This application is designed to collect and analyze logs from remote machines hosted on Amazon Web Services (AWS) and other cloud hosting services.
Note: This application was specifically designed for use with Pastel Network's log files. However, it can be easily adapted to work with any log files by modifying the parsing functions, data models, and specifying the location and names of the log files to be downloaded. It is compatible with log files stored in a standard format, where each entry is on a separate line and contains a timestamp, a log level, and a message. The application has been tested with log files several gigabytes in size from dozens of machines and can process all of it in minutes. It is designed for Ubuntu 22.04+, but can be adapted for other Linux distributions.
To adapt this application for your own use case, refer to the included sample log files and compare them to the parsing functions in the code. You can also modify the data models to store log entries as desired.
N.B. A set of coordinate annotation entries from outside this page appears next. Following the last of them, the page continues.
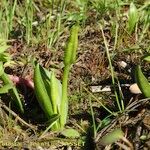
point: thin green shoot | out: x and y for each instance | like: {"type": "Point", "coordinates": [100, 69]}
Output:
{"type": "Point", "coordinates": [93, 119]}
{"type": "Point", "coordinates": [111, 68]}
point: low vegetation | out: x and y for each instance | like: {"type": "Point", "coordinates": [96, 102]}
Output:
{"type": "Point", "coordinates": [66, 71]}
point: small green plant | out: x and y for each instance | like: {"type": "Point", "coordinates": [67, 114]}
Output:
{"type": "Point", "coordinates": [50, 93]}
{"type": "Point", "coordinates": [8, 86]}
{"type": "Point", "coordinates": [132, 17]}
{"type": "Point", "coordinates": [141, 80]}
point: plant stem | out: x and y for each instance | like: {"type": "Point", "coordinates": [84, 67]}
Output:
{"type": "Point", "coordinates": [111, 68]}
{"type": "Point", "coordinates": [64, 102]}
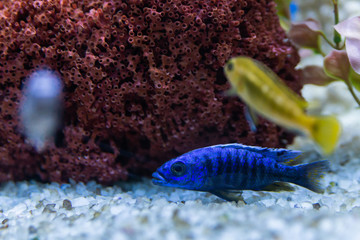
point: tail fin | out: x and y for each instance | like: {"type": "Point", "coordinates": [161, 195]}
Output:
{"type": "Point", "coordinates": [310, 175]}
{"type": "Point", "coordinates": [326, 132]}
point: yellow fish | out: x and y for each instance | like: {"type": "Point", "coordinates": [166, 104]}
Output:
{"type": "Point", "coordinates": [263, 91]}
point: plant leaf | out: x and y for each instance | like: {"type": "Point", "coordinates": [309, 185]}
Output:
{"type": "Point", "coordinates": [349, 28]}
{"type": "Point", "coordinates": [306, 34]}
{"type": "Point", "coordinates": [353, 51]}
{"type": "Point", "coordinates": [315, 75]}
{"type": "Point", "coordinates": [336, 65]}
{"type": "Point", "coordinates": [354, 79]}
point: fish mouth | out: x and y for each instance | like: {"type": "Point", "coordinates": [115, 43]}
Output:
{"type": "Point", "coordinates": [158, 179]}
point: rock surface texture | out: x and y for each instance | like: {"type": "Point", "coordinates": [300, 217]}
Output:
{"type": "Point", "coordinates": [143, 81]}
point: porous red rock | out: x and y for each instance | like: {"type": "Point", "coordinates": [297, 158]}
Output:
{"type": "Point", "coordinates": [143, 81]}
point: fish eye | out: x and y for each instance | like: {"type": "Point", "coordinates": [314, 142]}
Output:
{"type": "Point", "coordinates": [230, 66]}
{"type": "Point", "coordinates": [178, 169]}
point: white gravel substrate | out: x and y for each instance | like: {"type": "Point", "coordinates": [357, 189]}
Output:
{"type": "Point", "coordinates": [139, 210]}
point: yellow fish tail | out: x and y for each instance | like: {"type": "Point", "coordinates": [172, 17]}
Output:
{"type": "Point", "coordinates": [326, 132]}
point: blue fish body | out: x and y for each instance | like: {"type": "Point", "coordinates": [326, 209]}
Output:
{"type": "Point", "coordinates": [222, 168]}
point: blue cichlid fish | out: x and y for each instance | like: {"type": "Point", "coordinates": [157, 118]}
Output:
{"type": "Point", "coordinates": [265, 94]}
{"type": "Point", "coordinates": [225, 170]}
{"type": "Point", "coordinates": [41, 107]}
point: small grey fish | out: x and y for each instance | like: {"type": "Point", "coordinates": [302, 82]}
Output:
{"type": "Point", "coordinates": [225, 170]}
{"type": "Point", "coordinates": [41, 107]}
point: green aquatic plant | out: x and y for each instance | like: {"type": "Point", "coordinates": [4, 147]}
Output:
{"type": "Point", "coordinates": [342, 63]}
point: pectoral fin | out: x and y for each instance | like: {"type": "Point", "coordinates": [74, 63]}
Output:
{"type": "Point", "coordinates": [252, 118]}
{"type": "Point", "coordinates": [278, 187]}
{"type": "Point", "coordinates": [229, 195]}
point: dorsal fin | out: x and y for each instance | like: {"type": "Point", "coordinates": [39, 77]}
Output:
{"type": "Point", "coordinates": [278, 154]}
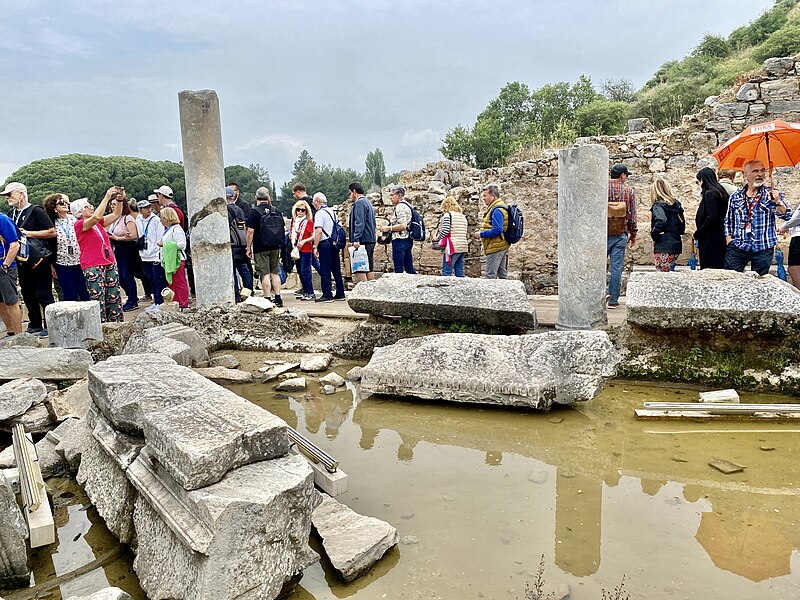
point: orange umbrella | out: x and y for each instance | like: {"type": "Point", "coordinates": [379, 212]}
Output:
{"type": "Point", "coordinates": [776, 144]}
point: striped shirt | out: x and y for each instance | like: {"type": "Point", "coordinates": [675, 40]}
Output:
{"type": "Point", "coordinates": [619, 192]}
{"type": "Point", "coordinates": [751, 222]}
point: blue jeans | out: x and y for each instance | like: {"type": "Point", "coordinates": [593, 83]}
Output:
{"type": "Point", "coordinates": [330, 266]}
{"type": "Point", "coordinates": [72, 282]}
{"type": "Point", "coordinates": [401, 256]}
{"type": "Point", "coordinates": [247, 279]}
{"type": "Point", "coordinates": [304, 271]}
{"type": "Point", "coordinates": [155, 275]}
{"type": "Point", "coordinates": [736, 259]}
{"type": "Point", "coordinates": [616, 254]}
{"type": "Point", "coordinates": [456, 264]}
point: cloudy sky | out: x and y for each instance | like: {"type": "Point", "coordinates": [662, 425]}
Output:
{"type": "Point", "coordinates": [338, 78]}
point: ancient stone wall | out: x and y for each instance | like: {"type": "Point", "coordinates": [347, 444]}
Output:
{"type": "Point", "coordinates": [676, 154]}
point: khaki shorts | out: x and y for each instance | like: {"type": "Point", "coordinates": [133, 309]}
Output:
{"type": "Point", "coordinates": [267, 262]}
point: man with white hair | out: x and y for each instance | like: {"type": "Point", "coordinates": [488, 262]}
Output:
{"type": "Point", "coordinates": [35, 280]}
{"type": "Point", "coordinates": [329, 264]}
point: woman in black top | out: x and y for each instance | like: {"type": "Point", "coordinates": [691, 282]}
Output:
{"type": "Point", "coordinates": [710, 220]}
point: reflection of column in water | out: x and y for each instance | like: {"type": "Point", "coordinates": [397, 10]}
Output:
{"type": "Point", "coordinates": [578, 513]}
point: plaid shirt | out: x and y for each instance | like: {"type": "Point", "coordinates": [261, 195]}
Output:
{"type": "Point", "coordinates": [619, 192]}
{"type": "Point", "coordinates": [759, 213]}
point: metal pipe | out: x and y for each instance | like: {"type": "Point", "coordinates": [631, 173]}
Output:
{"type": "Point", "coordinates": [315, 453]}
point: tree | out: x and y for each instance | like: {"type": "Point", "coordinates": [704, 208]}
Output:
{"type": "Point", "coordinates": [375, 173]}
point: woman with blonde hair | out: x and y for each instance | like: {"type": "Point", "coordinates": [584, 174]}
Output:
{"type": "Point", "coordinates": [301, 235]}
{"type": "Point", "coordinates": [173, 255]}
{"type": "Point", "coordinates": [453, 237]}
{"type": "Point", "coordinates": [667, 225]}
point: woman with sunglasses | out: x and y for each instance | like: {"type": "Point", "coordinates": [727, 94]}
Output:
{"type": "Point", "coordinates": [302, 238]}
{"type": "Point", "coordinates": [97, 257]}
{"type": "Point", "coordinates": [67, 266]}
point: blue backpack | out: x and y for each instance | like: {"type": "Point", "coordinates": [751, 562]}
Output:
{"type": "Point", "coordinates": [416, 228]}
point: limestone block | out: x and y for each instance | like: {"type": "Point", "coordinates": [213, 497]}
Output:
{"type": "Point", "coordinates": [224, 360]}
{"type": "Point", "coordinates": [225, 375]}
{"type": "Point", "coordinates": [181, 343]}
{"type": "Point", "coordinates": [69, 402]}
{"type": "Point", "coordinates": [199, 442]}
{"type": "Point", "coordinates": [44, 363]}
{"type": "Point", "coordinates": [748, 92]}
{"type": "Point", "coordinates": [112, 593]}
{"type": "Point", "coordinates": [778, 67]}
{"type": "Point", "coordinates": [333, 379]}
{"type": "Point", "coordinates": [104, 481]}
{"type": "Point", "coordinates": [124, 396]}
{"type": "Point", "coordinates": [74, 324]}
{"type": "Point", "coordinates": [496, 303]}
{"type": "Point", "coordinates": [353, 374]}
{"type": "Point", "coordinates": [315, 362]}
{"type": "Point", "coordinates": [17, 396]}
{"type": "Point", "coordinates": [294, 384]}
{"type": "Point", "coordinates": [730, 110]}
{"type": "Point", "coordinates": [353, 542]}
{"type": "Point", "coordinates": [532, 371]}
{"type": "Point", "coordinates": [13, 547]}
{"type": "Point", "coordinates": [35, 420]}
{"type": "Point", "coordinates": [243, 537]}
{"type": "Point", "coordinates": [780, 89]}
{"type": "Point", "coordinates": [712, 300]}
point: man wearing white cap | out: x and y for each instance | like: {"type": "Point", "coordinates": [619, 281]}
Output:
{"type": "Point", "coordinates": [164, 194]}
{"type": "Point", "coordinates": [35, 281]}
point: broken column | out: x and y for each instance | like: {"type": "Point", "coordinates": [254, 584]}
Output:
{"type": "Point", "coordinates": [582, 216]}
{"type": "Point", "coordinates": [203, 165]}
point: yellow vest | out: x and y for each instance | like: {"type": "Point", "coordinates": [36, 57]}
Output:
{"type": "Point", "coordinates": [498, 244]}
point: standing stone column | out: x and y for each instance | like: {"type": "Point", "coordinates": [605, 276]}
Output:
{"type": "Point", "coordinates": [201, 135]}
{"type": "Point", "coordinates": [582, 215]}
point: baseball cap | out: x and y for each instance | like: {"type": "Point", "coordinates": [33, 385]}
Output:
{"type": "Point", "coordinates": [14, 186]}
{"type": "Point", "coordinates": [619, 169]}
{"type": "Point", "coordinates": [164, 190]}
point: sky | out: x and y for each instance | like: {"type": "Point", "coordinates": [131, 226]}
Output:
{"type": "Point", "coordinates": [338, 78]}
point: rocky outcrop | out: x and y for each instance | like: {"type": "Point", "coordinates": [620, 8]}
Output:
{"type": "Point", "coordinates": [713, 300]}
{"type": "Point", "coordinates": [493, 303]}
{"type": "Point", "coordinates": [531, 371]}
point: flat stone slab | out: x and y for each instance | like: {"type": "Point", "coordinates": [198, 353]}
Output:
{"type": "Point", "coordinates": [44, 363]}
{"type": "Point", "coordinates": [17, 396]}
{"type": "Point", "coordinates": [532, 371]}
{"type": "Point", "coordinates": [74, 324]}
{"type": "Point", "coordinates": [712, 300]}
{"type": "Point", "coordinates": [491, 302]}
{"type": "Point", "coordinates": [199, 442]}
{"type": "Point", "coordinates": [353, 542]}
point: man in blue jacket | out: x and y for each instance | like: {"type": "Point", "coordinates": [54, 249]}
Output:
{"type": "Point", "coordinates": [362, 227]}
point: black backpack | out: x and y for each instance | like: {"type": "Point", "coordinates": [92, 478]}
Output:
{"type": "Point", "coordinates": [416, 228]}
{"type": "Point", "coordinates": [272, 229]}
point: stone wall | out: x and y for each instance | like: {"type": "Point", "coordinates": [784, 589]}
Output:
{"type": "Point", "coordinates": [675, 153]}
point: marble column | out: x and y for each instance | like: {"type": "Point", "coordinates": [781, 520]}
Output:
{"type": "Point", "coordinates": [582, 216]}
{"type": "Point", "coordinates": [201, 135]}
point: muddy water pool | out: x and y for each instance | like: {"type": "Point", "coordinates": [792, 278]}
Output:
{"type": "Point", "coordinates": [480, 495]}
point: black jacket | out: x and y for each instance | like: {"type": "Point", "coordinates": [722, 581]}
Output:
{"type": "Point", "coordinates": [667, 227]}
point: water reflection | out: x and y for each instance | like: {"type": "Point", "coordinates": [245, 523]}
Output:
{"type": "Point", "coordinates": [599, 493]}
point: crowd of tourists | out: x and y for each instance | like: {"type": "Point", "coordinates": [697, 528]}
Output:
{"type": "Point", "coordinates": [735, 226]}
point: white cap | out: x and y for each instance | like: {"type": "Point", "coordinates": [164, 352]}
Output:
{"type": "Point", "coordinates": [164, 190]}
{"type": "Point", "coordinates": [14, 186]}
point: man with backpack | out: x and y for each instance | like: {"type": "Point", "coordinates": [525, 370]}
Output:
{"type": "Point", "coordinates": [328, 243]}
{"type": "Point", "coordinates": [622, 228]}
{"type": "Point", "coordinates": [238, 237]}
{"type": "Point", "coordinates": [495, 245]}
{"type": "Point", "coordinates": [266, 235]}
{"type": "Point", "coordinates": [401, 237]}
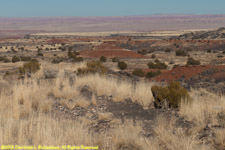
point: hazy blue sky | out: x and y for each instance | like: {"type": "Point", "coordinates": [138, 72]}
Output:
{"type": "Point", "coordinates": [30, 8]}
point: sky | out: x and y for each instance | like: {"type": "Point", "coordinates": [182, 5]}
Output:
{"type": "Point", "coordinates": [47, 8]}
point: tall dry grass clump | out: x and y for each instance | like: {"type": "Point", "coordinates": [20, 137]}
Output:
{"type": "Point", "coordinates": [120, 90]}
{"type": "Point", "coordinates": [204, 108]}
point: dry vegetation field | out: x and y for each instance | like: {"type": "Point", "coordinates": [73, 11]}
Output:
{"type": "Point", "coordinates": [117, 93]}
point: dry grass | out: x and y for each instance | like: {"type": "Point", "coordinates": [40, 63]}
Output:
{"type": "Point", "coordinates": [105, 116]}
{"type": "Point", "coordinates": [172, 138]}
{"type": "Point", "coordinates": [25, 116]}
{"type": "Point", "coordinates": [204, 109]}
{"type": "Point", "coordinates": [119, 90]}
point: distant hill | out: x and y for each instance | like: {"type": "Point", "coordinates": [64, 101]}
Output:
{"type": "Point", "coordinates": [214, 34]}
{"type": "Point", "coordinates": [13, 26]}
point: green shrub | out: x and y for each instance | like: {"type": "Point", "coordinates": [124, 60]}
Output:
{"type": "Point", "coordinates": [32, 66]}
{"type": "Point", "coordinates": [209, 51]}
{"type": "Point", "coordinates": [181, 53]}
{"type": "Point", "coordinates": [192, 61]}
{"type": "Point", "coordinates": [157, 65]}
{"type": "Point", "coordinates": [57, 60]}
{"type": "Point", "coordinates": [15, 59]}
{"type": "Point", "coordinates": [25, 58]}
{"type": "Point", "coordinates": [153, 56]}
{"type": "Point", "coordinates": [115, 59]}
{"type": "Point", "coordinates": [92, 67]}
{"type": "Point", "coordinates": [103, 59]}
{"type": "Point", "coordinates": [142, 52]}
{"type": "Point", "coordinates": [71, 54]}
{"type": "Point", "coordinates": [78, 59]}
{"type": "Point", "coordinates": [171, 95]}
{"type": "Point", "coordinates": [152, 74]}
{"type": "Point", "coordinates": [40, 54]}
{"type": "Point", "coordinates": [168, 50]}
{"type": "Point", "coordinates": [138, 72]}
{"type": "Point", "coordinates": [1, 58]}
{"type": "Point", "coordinates": [220, 56]}
{"type": "Point", "coordinates": [122, 65]}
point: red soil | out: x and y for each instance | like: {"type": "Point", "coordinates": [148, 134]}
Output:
{"type": "Point", "coordinates": [57, 41]}
{"type": "Point", "coordinates": [110, 51]}
{"type": "Point", "coordinates": [111, 54]}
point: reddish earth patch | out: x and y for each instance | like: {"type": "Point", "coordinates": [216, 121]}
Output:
{"type": "Point", "coordinates": [111, 54]}
{"type": "Point", "coordinates": [110, 51]}
{"type": "Point", "coordinates": [57, 41]}
{"type": "Point", "coordinates": [154, 70]}
{"type": "Point", "coordinates": [186, 72]}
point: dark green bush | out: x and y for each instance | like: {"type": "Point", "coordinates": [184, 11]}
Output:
{"type": "Point", "coordinates": [15, 59]}
{"type": "Point", "coordinates": [115, 59]}
{"type": "Point", "coordinates": [157, 65]}
{"type": "Point", "coordinates": [168, 50]}
{"type": "Point", "coordinates": [138, 72]}
{"type": "Point", "coordinates": [153, 56]}
{"type": "Point", "coordinates": [142, 52]}
{"type": "Point", "coordinates": [78, 59]}
{"type": "Point", "coordinates": [170, 96]}
{"type": "Point", "coordinates": [192, 61]}
{"type": "Point", "coordinates": [181, 53]}
{"type": "Point", "coordinates": [209, 51]}
{"type": "Point", "coordinates": [32, 66]}
{"type": "Point", "coordinates": [1, 58]}
{"type": "Point", "coordinates": [103, 59]}
{"type": "Point", "coordinates": [25, 58]}
{"type": "Point", "coordinates": [152, 74]}
{"type": "Point", "coordinates": [40, 54]}
{"type": "Point", "coordinates": [57, 60]}
{"type": "Point", "coordinates": [122, 65]}
{"type": "Point", "coordinates": [92, 67]}
{"type": "Point", "coordinates": [6, 60]}
{"type": "Point", "coordinates": [71, 54]}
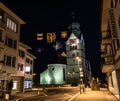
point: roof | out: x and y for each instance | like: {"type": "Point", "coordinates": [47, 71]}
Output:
{"type": "Point", "coordinates": [7, 10]}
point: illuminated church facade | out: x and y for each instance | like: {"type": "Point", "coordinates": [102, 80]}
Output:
{"type": "Point", "coordinates": [76, 69]}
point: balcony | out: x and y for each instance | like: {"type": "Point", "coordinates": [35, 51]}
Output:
{"type": "Point", "coordinates": [108, 68]}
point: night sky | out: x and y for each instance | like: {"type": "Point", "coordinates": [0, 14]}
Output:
{"type": "Point", "coordinates": [43, 16]}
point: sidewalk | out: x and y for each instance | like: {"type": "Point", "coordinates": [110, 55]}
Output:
{"type": "Point", "coordinates": [91, 95]}
{"type": "Point", "coordinates": [18, 96]}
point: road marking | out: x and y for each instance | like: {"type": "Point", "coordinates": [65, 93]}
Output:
{"type": "Point", "coordinates": [74, 96]}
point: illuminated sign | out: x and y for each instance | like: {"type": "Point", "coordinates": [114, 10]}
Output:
{"type": "Point", "coordinates": [39, 36]}
{"type": "Point", "coordinates": [51, 37]}
{"type": "Point", "coordinates": [72, 41]}
{"type": "Point", "coordinates": [64, 34]}
{"type": "Point", "coordinates": [27, 69]}
{"type": "Point", "coordinates": [113, 23]}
The application consists of various Python scripts that perform the following functions:
- Connect to Remote Machines: Using the boto3 library for AWS instances and an Ansible inventory file for non-AWS instances, the application establishes SSH connections to each remote machine.
- Download and Parse Log Files: Downloads specified log files from each remote machine and parses them. The parsed log entries are then queued for database insertion.
- Insert Log Entries into Database: Uses SQLAlchemy to insert the parsed log entries from the queue into an SQLite database.
- Process and Analyze Log Entries: Processes and analyzes log entries stored in the database, offering functions to find error entries and create views of aggregated data based on specified criteria.
- Generate Network Activity Data: Fetches and processes network activity data from each remote machine.
- Expose Database via Web App using Datasette: Once the database is generated, it can be shared over the web using Datasette.
The tool is compatible with both AWS-hosted instances and any list of Linux instances stored in a standard Ansible inventory file with the following structure:
all:
vars:
ansible_connection: ssh
ansible_user: ubuntu
ansible_ssh_private_key_file: /path/to/ssh/key/file.pem
hosts:
MyCoolMachine01:
ansible_host: 1.2.3.41
MyCoolMachine02:
ansible_host: 1.2.3.19
(Both can be used seamlessly.)
To simplify the code, the tool is designed to delete all downloaded log files and generated databases each time it runs. Consequently, this can consume significant bandwidth depending on your log files' size. However, the design's high level of parallel processing and concurrency allows it to run quickly, even when connecting to dozens of remote machines and downloading hundreds of log files.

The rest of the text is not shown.